Compute Horde app facilitating interaction between end users and Validators.

WS communication

  • connect to ws at /ws/v0/
  • send V0AuthenticationRequest once (and wait for Response)
  • wait for incoming V0JobRequest (no need to reply)
  • send JobStatusUpdate when there is new info about some specific job (and wait for Response)

Multiple connections may be authenticated, each of them will receive same new jobs.

sequenceDiagram
    participant validator
    participant facilitator

    validator->>facilitator: Connect
    validator->>facilitator: V0AuthenticationRequest
    facilitator->>validator: Response

    facilitator->>validator: <br/><br/>V0JobRequest

    validator->>facilitator: <br/><br/>JobStatusUpdate
    facilitator->>validator: Response
    validator->>facilitator: <br/><br/>JobStatusUpdate
    facilitator->>validator: Response
Loading

Important setup step

When setting up output S3 bucket, it is recommended to delete old files regularly. See AWS documentation on lifecycle configuration for more details.

Same for R2: Configure a bucket’s lifecycle policy.

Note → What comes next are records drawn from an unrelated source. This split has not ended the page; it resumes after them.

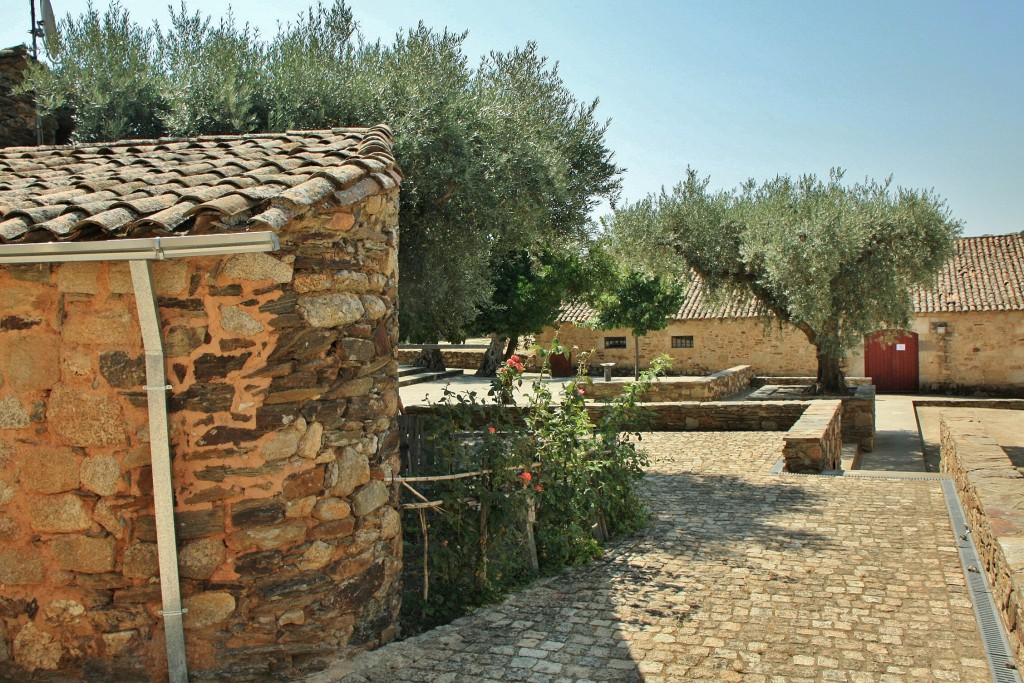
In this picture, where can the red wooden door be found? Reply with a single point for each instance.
(893, 366)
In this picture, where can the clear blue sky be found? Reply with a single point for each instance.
(930, 91)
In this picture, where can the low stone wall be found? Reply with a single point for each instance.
(719, 416)
(858, 418)
(814, 443)
(762, 380)
(465, 358)
(858, 410)
(672, 389)
(990, 489)
(996, 403)
(688, 416)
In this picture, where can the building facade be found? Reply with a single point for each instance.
(968, 330)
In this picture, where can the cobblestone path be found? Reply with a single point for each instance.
(742, 575)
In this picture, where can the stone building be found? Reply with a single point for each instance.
(17, 112)
(249, 284)
(967, 331)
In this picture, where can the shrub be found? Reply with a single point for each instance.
(545, 461)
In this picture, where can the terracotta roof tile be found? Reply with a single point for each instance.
(137, 187)
(985, 273)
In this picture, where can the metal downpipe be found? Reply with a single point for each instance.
(160, 452)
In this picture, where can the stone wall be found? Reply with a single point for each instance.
(814, 443)
(719, 416)
(858, 410)
(17, 113)
(978, 351)
(712, 387)
(758, 382)
(717, 343)
(465, 358)
(283, 400)
(990, 489)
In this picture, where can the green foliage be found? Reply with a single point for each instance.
(211, 75)
(496, 158)
(577, 473)
(529, 288)
(107, 71)
(639, 301)
(838, 261)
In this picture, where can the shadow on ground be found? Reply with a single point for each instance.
(586, 623)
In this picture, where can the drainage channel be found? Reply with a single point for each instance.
(993, 635)
(1000, 660)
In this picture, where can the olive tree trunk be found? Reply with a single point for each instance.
(636, 357)
(494, 356)
(431, 359)
(830, 378)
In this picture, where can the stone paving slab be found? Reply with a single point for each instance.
(742, 575)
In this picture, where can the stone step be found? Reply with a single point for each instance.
(426, 376)
(851, 452)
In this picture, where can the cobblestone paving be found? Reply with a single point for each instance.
(742, 575)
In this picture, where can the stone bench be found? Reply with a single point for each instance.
(814, 443)
(991, 491)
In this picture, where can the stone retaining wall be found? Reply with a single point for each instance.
(283, 414)
(465, 358)
(761, 381)
(858, 410)
(814, 443)
(990, 489)
(674, 389)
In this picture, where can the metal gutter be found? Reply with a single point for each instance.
(138, 253)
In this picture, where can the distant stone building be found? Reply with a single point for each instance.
(17, 112)
(967, 332)
(281, 379)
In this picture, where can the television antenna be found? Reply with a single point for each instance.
(45, 28)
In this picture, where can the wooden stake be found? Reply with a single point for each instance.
(426, 557)
(530, 543)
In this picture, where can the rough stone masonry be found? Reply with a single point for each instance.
(283, 402)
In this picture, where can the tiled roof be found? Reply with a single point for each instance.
(693, 307)
(186, 186)
(985, 273)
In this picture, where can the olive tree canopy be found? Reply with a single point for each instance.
(837, 261)
(498, 157)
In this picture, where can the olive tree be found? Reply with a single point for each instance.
(640, 302)
(529, 287)
(837, 261)
(497, 157)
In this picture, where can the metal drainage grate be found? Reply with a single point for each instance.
(1000, 660)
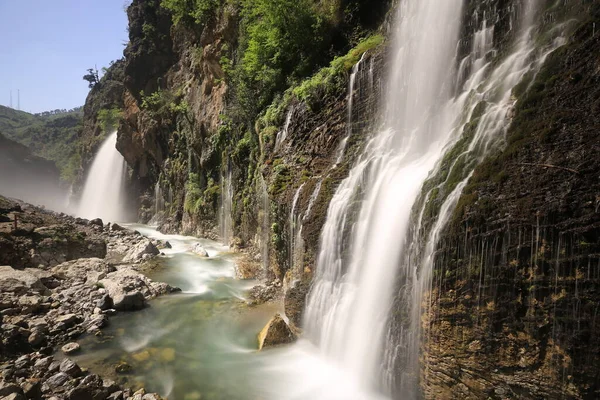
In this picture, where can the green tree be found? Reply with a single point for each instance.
(92, 77)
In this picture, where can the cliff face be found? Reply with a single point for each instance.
(205, 167)
(28, 177)
(514, 304)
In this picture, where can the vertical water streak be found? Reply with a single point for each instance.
(282, 135)
(347, 307)
(265, 209)
(295, 226)
(356, 69)
(159, 201)
(103, 193)
(225, 217)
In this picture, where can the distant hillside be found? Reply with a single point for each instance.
(29, 177)
(52, 135)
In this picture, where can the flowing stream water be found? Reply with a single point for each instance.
(103, 193)
(376, 252)
(199, 344)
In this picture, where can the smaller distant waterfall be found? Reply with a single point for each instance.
(358, 89)
(282, 135)
(295, 230)
(226, 207)
(103, 193)
(159, 199)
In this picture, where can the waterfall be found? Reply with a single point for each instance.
(347, 308)
(295, 223)
(374, 253)
(225, 217)
(103, 193)
(356, 80)
(159, 200)
(265, 229)
(282, 135)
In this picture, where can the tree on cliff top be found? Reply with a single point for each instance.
(91, 77)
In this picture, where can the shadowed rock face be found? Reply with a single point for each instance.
(28, 177)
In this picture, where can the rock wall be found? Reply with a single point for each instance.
(514, 305)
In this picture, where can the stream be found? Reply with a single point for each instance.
(198, 344)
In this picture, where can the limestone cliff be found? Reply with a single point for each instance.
(512, 312)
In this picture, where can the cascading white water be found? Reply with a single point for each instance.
(282, 135)
(225, 218)
(103, 193)
(348, 305)
(159, 200)
(375, 240)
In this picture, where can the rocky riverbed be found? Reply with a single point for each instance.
(62, 277)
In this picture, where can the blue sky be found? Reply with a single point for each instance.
(46, 46)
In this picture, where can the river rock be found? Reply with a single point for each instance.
(137, 251)
(83, 269)
(36, 338)
(71, 348)
(116, 227)
(199, 250)
(19, 282)
(57, 380)
(97, 222)
(275, 333)
(32, 389)
(8, 389)
(70, 368)
(14, 396)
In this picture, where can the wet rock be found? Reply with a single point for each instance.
(36, 338)
(97, 222)
(80, 393)
(65, 321)
(32, 389)
(71, 348)
(275, 333)
(199, 250)
(295, 301)
(118, 395)
(70, 368)
(116, 227)
(14, 396)
(123, 368)
(57, 380)
(7, 389)
(137, 251)
(104, 303)
(43, 364)
(83, 269)
(19, 282)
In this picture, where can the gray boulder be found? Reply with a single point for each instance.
(19, 282)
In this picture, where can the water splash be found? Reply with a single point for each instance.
(104, 191)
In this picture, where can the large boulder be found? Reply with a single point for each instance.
(19, 282)
(275, 333)
(125, 289)
(90, 270)
(139, 250)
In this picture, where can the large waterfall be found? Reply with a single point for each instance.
(103, 193)
(375, 253)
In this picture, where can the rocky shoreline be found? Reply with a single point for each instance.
(62, 277)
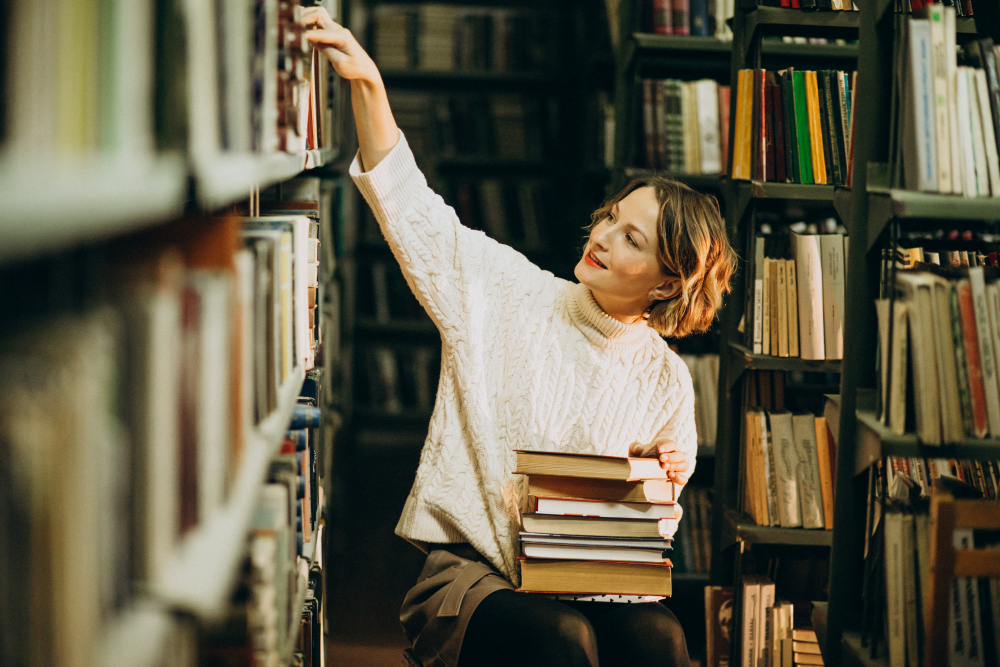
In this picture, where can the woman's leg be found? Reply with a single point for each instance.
(511, 628)
(637, 635)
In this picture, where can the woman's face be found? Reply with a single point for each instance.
(619, 262)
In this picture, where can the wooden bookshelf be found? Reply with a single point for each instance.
(740, 528)
(201, 574)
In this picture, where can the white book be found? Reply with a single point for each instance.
(765, 326)
(764, 620)
(939, 65)
(957, 173)
(748, 637)
(785, 461)
(832, 258)
(707, 102)
(895, 603)
(809, 281)
(916, 288)
(213, 424)
(978, 143)
(989, 137)
(770, 473)
(807, 471)
(920, 142)
(986, 352)
(969, 186)
(562, 551)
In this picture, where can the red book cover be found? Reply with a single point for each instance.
(724, 126)
(662, 17)
(970, 340)
(681, 17)
(761, 129)
(769, 132)
(779, 132)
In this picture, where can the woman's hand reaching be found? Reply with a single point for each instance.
(377, 131)
(674, 461)
(338, 44)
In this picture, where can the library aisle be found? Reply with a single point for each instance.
(216, 381)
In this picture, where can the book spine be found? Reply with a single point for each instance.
(793, 308)
(804, 153)
(777, 106)
(986, 353)
(970, 345)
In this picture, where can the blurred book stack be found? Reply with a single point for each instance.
(593, 527)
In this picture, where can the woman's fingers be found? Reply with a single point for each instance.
(317, 16)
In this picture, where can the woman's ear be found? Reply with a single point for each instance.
(668, 289)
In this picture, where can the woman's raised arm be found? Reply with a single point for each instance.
(377, 131)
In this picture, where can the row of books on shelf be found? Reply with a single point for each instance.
(126, 424)
(438, 37)
(938, 353)
(770, 636)
(397, 379)
(594, 527)
(798, 304)
(950, 108)
(701, 18)
(793, 126)
(789, 463)
(501, 125)
(704, 369)
(685, 125)
(284, 565)
(898, 562)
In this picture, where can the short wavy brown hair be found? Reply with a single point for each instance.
(692, 245)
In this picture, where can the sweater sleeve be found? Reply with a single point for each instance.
(680, 428)
(454, 271)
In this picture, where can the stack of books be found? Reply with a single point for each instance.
(798, 303)
(793, 126)
(592, 527)
(944, 332)
(684, 125)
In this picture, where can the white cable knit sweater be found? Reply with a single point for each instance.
(528, 361)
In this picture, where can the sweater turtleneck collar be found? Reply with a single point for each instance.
(599, 327)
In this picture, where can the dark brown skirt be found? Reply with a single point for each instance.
(436, 611)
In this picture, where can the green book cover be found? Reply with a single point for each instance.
(791, 145)
(802, 127)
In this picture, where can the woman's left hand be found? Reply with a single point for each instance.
(672, 459)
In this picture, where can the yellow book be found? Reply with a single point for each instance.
(742, 130)
(815, 129)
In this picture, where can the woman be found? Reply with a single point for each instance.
(530, 361)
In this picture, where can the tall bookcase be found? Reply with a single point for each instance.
(738, 542)
(874, 214)
(118, 134)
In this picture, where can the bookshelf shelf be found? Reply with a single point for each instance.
(856, 655)
(875, 440)
(201, 573)
(367, 325)
(737, 528)
(46, 207)
(645, 41)
(135, 638)
(781, 21)
(886, 204)
(402, 77)
(789, 191)
(743, 360)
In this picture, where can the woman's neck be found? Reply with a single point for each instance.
(626, 312)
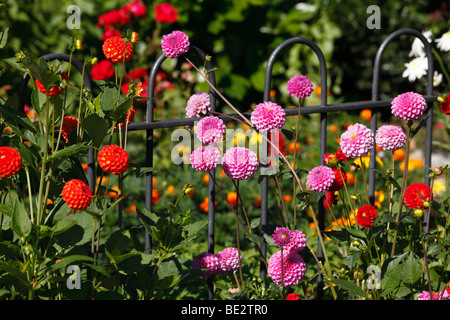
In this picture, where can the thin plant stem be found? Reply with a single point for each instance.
(404, 184)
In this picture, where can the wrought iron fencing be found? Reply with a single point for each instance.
(375, 104)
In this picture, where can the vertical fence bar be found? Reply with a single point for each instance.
(323, 136)
(149, 151)
(87, 82)
(428, 114)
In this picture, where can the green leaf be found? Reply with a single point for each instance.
(350, 287)
(69, 151)
(21, 223)
(109, 99)
(412, 270)
(65, 261)
(96, 127)
(357, 233)
(3, 37)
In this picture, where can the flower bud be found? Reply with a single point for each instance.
(134, 37)
(358, 274)
(418, 213)
(78, 44)
(437, 171)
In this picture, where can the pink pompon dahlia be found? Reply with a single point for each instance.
(356, 141)
(294, 268)
(175, 44)
(239, 163)
(320, 178)
(205, 158)
(390, 137)
(282, 236)
(299, 86)
(297, 242)
(198, 105)
(365, 215)
(210, 129)
(408, 106)
(229, 260)
(268, 116)
(208, 261)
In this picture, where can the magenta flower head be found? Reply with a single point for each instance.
(390, 137)
(229, 260)
(239, 163)
(299, 86)
(205, 158)
(208, 261)
(198, 105)
(296, 243)
(210, 129)
(282, 236)
(320, 178)
(175, 44)
(268, 116)
(408, 106)
(356, 141)
(294, 268)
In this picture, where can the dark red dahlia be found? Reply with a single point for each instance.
(416, 194)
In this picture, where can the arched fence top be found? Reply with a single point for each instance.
(382, 48)
(288, 42)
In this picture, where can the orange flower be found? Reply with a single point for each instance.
(232, 197)
(366, 114)
(412, 164)
(171, 190)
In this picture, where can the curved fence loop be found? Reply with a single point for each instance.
(87, 82)
(323, 130)
(375, 97)
(149, 150)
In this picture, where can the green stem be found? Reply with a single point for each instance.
(404, 184)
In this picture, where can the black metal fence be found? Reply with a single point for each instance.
(375, 104)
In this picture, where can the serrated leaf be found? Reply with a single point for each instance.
(21, 223)
(350, 287)
(411, 270)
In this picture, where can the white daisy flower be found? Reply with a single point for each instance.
(416, 68)
(443, 43)
(437, 78)
(417, 46)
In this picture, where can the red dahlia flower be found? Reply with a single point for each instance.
(114, 49)
(416, 194)
(10, 161)
(445, 105)
(365, 215)
(113, 159)
(54, 90)
(77, 194)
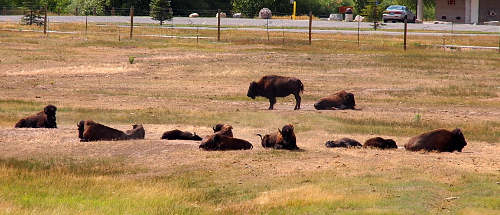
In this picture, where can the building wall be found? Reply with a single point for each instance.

Skeleton of this project was generated with cookiecutter-rt-django, which sometimes gets upgrades that are easy to retrofit into already older projects.

Base requirements

  • docker
  • docker-compose
  • python 3.11
  • pdm
  • nox

Setup development environment

# 1st tab
$ ./setup-dev.sh
# 2nd tab
docker-compose up
# 1st tab
cd app/src
pdm run manage.py wait_for_database --timeout 10
pdm run manage.py migrate
pdm run manage.py runserver

Setup production environment (git deployment)

This sets up "deployment by pushing to git storage on remote", so that:

  • git push origin ... just pushes code to Github / other storage without any consequences;
  • git push production master pushes code to a remote server running the app and triggers a git hook to redeploy the application.
Local .git ------------> Origin .git
                \
                 ------> Production .git (redeploy on push)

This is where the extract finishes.